İstanbul'da asliye ceza mahkemesinde görülen bir davanın duruşmasında ayağa kalkmadan savunma yapan bir avukat hakkında mahkeme, 'avukatlık görevini yerine getirmediği' gerekçesiyle duruşmalara alınmamasına karar verdi. Üst mahkeme, karara itiraz eden avukatı haklı buldu ve asliye ceza mahkemesinin verdiği kararı kaldırdı. Asliye ceza mahkemesi ise üst mahkeme olan ağır ceza mahkemesi hakkında suç duyurusunda bulundu.
Olay İstanbul 7. Asliye Ceza Mahkemesi’nde 10 Ekim’deki duruşmada yaşandı.
Sözcü'den Ümit Türk'ün haberine göre, 40 yıllık avukat Ali Rıza Dizdar, bir sanığın avukatlığını yaptığı davada ayağa kalkmadan konuşunca mahkeme hakimi tarafından uyarıldı. Hakime, hüküm dışındaki kararlarda ayağa kalkma zorunluluğunun olmadığını söyleyen avukat Dizdar, savunmasını oturarak yapmaya devam etti. Bu durum üzerine mahkeme hakimi, avukatın kendisine hakaret ettiği ve avukatlık görevini yerine getirmediği gerekçesiyle, avukatın duruşmalara alınmamasına karar verdi.
Üst mahkeme kararı kaldırdı
Avukat Dizdar mahkemenin verdiği bu karara üst mahkemede itiraz etti. İtirazını değerlendiren İstanbul 3. Ağır Ceza Mahkemesi (üst mahkeme), ‘Hüküm dışındaki kararlarda ayağa kalkma zorunluluğunun olmadığını’ belirterek asliye ceza mahkemesinin verdiği kararı kaldırdı.

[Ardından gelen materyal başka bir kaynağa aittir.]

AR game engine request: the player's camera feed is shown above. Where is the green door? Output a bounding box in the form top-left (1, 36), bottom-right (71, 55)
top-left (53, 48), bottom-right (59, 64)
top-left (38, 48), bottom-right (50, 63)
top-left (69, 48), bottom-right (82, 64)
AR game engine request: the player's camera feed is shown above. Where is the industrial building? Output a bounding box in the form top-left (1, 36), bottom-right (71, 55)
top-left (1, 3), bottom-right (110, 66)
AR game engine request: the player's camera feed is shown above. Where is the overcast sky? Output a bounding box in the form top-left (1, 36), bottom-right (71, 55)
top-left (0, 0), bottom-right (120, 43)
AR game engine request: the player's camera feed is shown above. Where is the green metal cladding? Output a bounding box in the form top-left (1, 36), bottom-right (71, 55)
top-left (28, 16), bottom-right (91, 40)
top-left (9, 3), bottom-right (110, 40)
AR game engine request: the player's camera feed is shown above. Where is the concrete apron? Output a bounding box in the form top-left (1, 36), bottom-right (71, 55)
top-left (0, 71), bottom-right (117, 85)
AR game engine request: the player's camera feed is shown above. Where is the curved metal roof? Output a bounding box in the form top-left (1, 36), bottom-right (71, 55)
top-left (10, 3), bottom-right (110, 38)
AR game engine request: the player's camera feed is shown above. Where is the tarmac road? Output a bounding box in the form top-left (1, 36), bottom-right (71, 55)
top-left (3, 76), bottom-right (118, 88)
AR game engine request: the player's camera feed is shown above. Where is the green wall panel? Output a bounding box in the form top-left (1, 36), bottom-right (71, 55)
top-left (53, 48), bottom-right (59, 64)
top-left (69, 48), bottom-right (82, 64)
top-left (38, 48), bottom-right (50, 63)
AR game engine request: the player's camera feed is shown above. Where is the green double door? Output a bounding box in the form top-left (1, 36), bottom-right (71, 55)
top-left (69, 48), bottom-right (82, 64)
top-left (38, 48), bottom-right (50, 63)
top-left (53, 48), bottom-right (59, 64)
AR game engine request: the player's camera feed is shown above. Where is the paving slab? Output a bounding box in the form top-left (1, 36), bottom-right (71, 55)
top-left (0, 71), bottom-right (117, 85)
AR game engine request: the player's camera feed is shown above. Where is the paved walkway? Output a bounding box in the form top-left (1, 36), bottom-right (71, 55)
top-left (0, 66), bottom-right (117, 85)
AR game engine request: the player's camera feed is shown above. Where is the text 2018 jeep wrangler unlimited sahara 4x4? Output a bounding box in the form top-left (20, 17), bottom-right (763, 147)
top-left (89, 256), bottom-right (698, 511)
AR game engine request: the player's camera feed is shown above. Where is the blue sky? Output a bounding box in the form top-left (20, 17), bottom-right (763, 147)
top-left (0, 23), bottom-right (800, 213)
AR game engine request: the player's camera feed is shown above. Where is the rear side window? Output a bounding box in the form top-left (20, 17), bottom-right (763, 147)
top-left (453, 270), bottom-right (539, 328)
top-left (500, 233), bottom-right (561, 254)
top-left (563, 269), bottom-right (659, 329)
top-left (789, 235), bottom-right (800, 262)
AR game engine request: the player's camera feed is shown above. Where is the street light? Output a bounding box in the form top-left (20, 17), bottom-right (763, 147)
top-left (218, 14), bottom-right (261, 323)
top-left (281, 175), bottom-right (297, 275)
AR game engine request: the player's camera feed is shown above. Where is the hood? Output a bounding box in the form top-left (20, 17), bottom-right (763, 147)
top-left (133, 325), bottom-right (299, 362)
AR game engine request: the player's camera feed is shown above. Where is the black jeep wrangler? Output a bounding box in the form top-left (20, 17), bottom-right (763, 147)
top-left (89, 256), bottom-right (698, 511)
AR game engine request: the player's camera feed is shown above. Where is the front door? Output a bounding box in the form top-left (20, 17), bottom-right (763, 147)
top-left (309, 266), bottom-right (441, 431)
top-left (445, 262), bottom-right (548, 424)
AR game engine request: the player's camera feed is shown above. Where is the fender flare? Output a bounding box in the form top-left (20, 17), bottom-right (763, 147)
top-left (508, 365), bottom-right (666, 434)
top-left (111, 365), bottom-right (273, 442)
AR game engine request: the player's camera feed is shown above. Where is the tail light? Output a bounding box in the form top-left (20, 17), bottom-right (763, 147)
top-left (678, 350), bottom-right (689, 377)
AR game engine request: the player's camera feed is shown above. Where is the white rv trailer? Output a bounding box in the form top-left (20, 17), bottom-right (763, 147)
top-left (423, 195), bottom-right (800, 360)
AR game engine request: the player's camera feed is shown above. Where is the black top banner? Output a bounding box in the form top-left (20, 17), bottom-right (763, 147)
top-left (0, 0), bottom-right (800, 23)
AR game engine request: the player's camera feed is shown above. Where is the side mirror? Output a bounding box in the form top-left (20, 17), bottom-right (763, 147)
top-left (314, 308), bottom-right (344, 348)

Alt mahkeme HSK'ya şikayette bulundu
Bu duruma tepki gösteren asliye ceza mahkemesi, avukat lehine verdiği karardan dolayı ağır ceza mahkemesini Hakimler ve Savcılar Kurulu’na şikayet etti.
Dilekçede, ağır ceza mahkemesi heyeti, mevzuatı yeterince takip etmeden ve dosyayı okumadan karar vermekle suçlandı.

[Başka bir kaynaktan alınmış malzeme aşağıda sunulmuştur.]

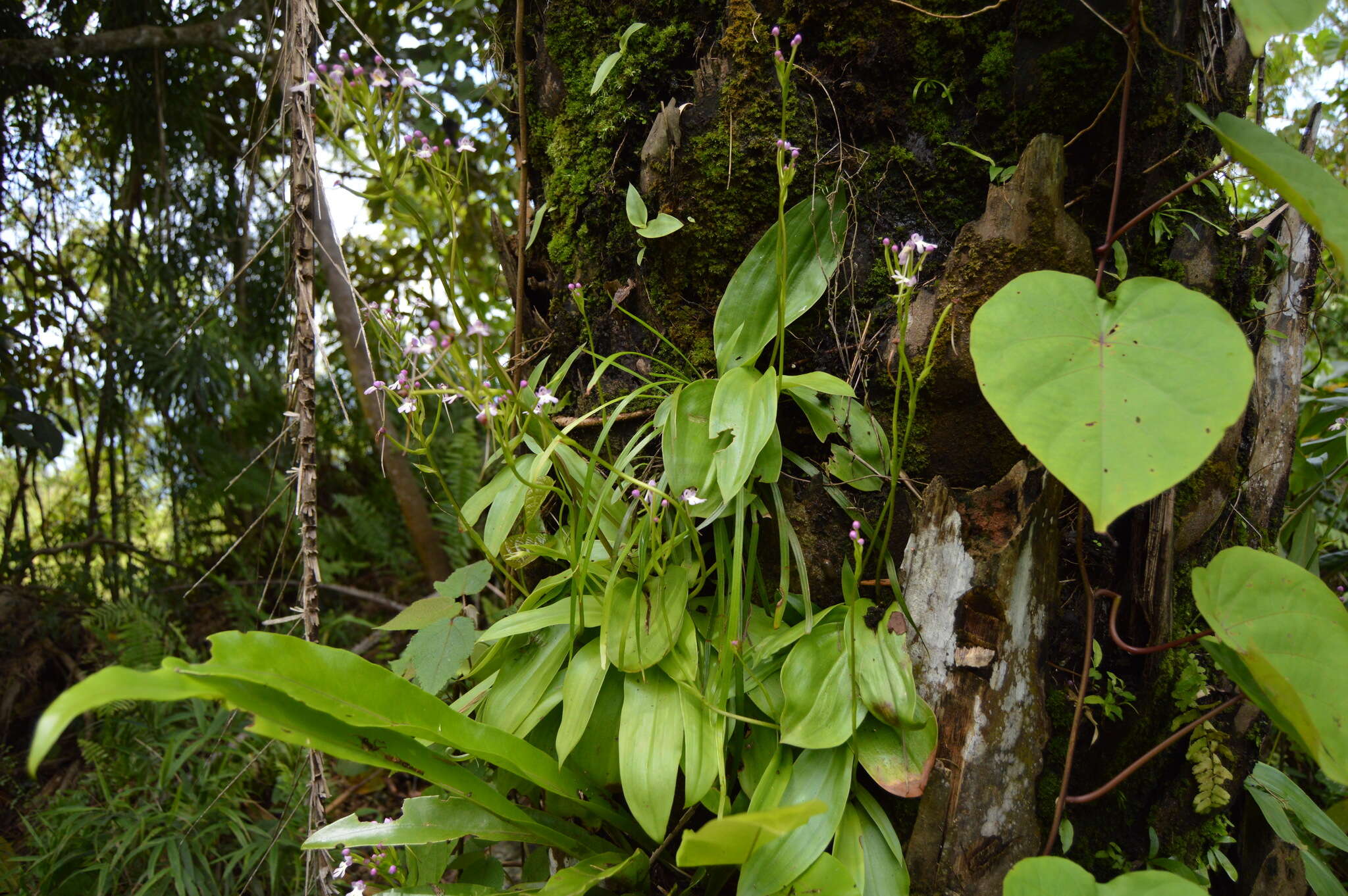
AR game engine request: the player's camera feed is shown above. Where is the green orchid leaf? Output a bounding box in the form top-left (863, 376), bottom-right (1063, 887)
top-left (538, 850), bottom-right (650, 896)
top-left (849, 601), bottom-right (925, 726)
top-left (1002, 856), bottom-right (1208, 896)
top-left (970, 271), bottom-right (1254, 532)
top-left (778, 853), bottom-right (862, 896)
top-left (1231, 0), bottom-right (1329, 57)
top-left (661, 380), bottom-right (731, 495)
top-left (1193, 547), bottom-right (1348, 784)
top-left (852, 787), bottom-right (908, 896)
top-left (627, 184), bottom-right (650, 229)
top-left (1189, 105), bottom-right (1348, 260)
top-left (856, 698), bottom-right (939, 797)
top-left (735, 747), bottom-right (853, 896)
top-left (303, 796), bottom-right (534, 849)
top-left (708, 366), bottom-right (778, 503)
top-left (479, 625), bottom-right (571, 737)
top-left (617, 668), bottom-right (683, 842)
top-left (557, 639), bottom-right (607, 762)
top-left (678, 682), bottom-right (725, 809)
top-left (781, 622), bottom-right (866, 749)
top-left (636, 212), bottom-right (683, 240)
top-left (712, 194), bottom-right (846, 373)
top-left (674, 799), bottom-right (827, 868)
top-left (477, 594), bottom-right (604, 644)
top-left (601, 564), bottom-right (689, 672)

“Dosya okunmadan karar vermenin affedilir yanı yok”
Dilekçede, hakimlerin bütün mevzuatı bilmelerinin beklenmediği, ancak dosyayı okumadan karar vermenin ‘affedilir yanının bulunmadığı’ belirtilerek şöyle denildi:
“Zira dosya okunarak karar verilmiş olsaydı 7 Şubat tarihli celsede Yargıtay içtihadının mahkeme zaptına yazıldığı, içtihad gereği ayağa kalkmaları gerektiği mahkememizce avukata hatırlatıldığında, avukatın, ‘Biz o kararı yırttık artık’ diyecek kadar pervazsız ve hukuk tanımaz bir tavır içinde olduğu ve yok dedikleri hükmün var olduğunu anlamış olacakları, dosya okunmadan karar vermenin affedilir tarafının bulunmadığı, bu sebeple de daha büyük ve vahim olaylara sebebiyet veren bu garabet kararın alınmış olduğu anlaşılmıştır.”
“Yargı krizinin en önemli sorunlarından birisi savunmanın kısıtlanması”
Avukat üzerinden iki mahkemenin karşı karşıya gelmesini değerlendiren İstanbul Baro Başkanı Mehmet Durakoğlu, “Yaşanmakta olan yargı krizinin en önemli sorunlarından birisi de, savunmanın kısıtlanmasıdır. Avukatın yargılamadaki rolünü, yargının diğer sujelerine anlatmakta güçlük çekersek, geleceğe dair umut besleyemeyiz. HSK'yı özen göstermeye davet ediyoruz” ifadesinde bulundu.